À la recherche d'un monde perdu

Les Phéniciens. Une civilisation méditerranéenne, Corinne Bonnet, Élodie Guillon et Fabio Porzia, Tallandier, coll. « Texto », 2022, 288 p., 10 €.

16655713800_Les-Pheniciens.jpg

Des Phéniciens, on entend souvent dire qu’on sait très peu de choses : ils ont inventé l’alphabet (c’est faux) ; ils vivaient dans l’actuel Liban (partiellement vrai) ; ils ont fondé Carthage (exact) ; c’étaient des marchands roublards (un cliché xénophobe qui nous vient de l’Antiquité) ; et ils sacrifiaient leurs enfants à Moloch (pas prouvé).
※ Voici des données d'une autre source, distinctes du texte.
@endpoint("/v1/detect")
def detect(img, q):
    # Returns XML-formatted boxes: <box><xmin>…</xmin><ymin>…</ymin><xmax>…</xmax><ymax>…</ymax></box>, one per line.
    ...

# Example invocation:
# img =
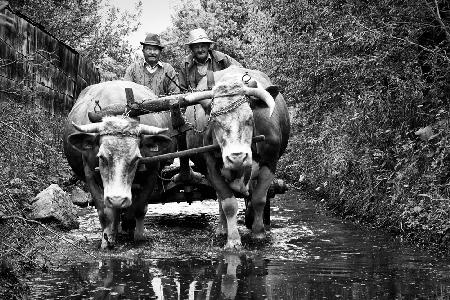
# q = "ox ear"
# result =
<box><xmin>140</xmin><ymin>134</ymin><xmax>172</xmax><ymax>157</ymax></box>
<box><xmin>68</xmin><ymin>133</ymin><xmax>99</xmax><ymax>152</ymax></box>
<box><xmin>266</xmin><ymin>85</ymin><xmax>280</xmax><ymax>100</ymax></box>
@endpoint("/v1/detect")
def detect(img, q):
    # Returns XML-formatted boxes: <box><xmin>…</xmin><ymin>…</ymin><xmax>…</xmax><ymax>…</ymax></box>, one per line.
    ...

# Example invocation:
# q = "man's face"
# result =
<box><xmin>190</xmin><ymin>43</ymin><xmax>210</xmax><ymax>62</ymax></box>
<box><xmin>142</xmin><ymin>45</ymin><xmax>161</xmax><ymax>66</ymax></box>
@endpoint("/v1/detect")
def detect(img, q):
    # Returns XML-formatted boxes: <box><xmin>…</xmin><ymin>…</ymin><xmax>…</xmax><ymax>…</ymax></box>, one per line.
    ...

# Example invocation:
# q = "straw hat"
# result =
<box><xmin>186</xmin><ymin>28</ymin><xmax>214</xmax><ymax>45</ymax></box>
<box><xmin>141</xmin><ymin>33</ymin><xmax>164</xmax><ymax>49</ymax></box>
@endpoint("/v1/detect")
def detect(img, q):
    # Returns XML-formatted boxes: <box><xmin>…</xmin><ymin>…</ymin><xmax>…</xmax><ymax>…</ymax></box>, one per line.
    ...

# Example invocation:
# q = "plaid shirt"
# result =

Leurs écrits, déposés sur papyrus, ont disparu, si bien que, comme les Gaulois, ils n’ont survécu qu’à travers les récits de leurs voisins, plus ou moins bienveillants. On ne sait pas comment ils s’appelaient vraiment, ni s’ils se voyaient comme une nation. Pourtant, malgré l’instabilité chronique de la région, des archéologues, historiens, épigraphistes et philologues ont travaillé sur leurs traces, et la somme de leur labeur est réunie dans ce livre. On suit sur plusieurs siècles le développement de cette « constellation de petits États territoriaux, centrés sur des villes-capitales et dirigés par un roi (ou une dynastie) ». On admire leur résilience, eux qui avaient le tort de vivre sur un axe économique en proie aux appétits des grandes puissances. Passant d’un souverain à l’autre, se révoltant parfois, ils ont su garder une certaine autonomie. Leur culture cosmopolite, fruit d‘une hybridation permanente, témoigne d’une « civilisation mobile et fluide, adaptative et créative ». Ils sont la preuve, affirment les auteurs, « que les civilisations voyagent, vivent, se transforment et s’enrichissent au contact les unes des autres ».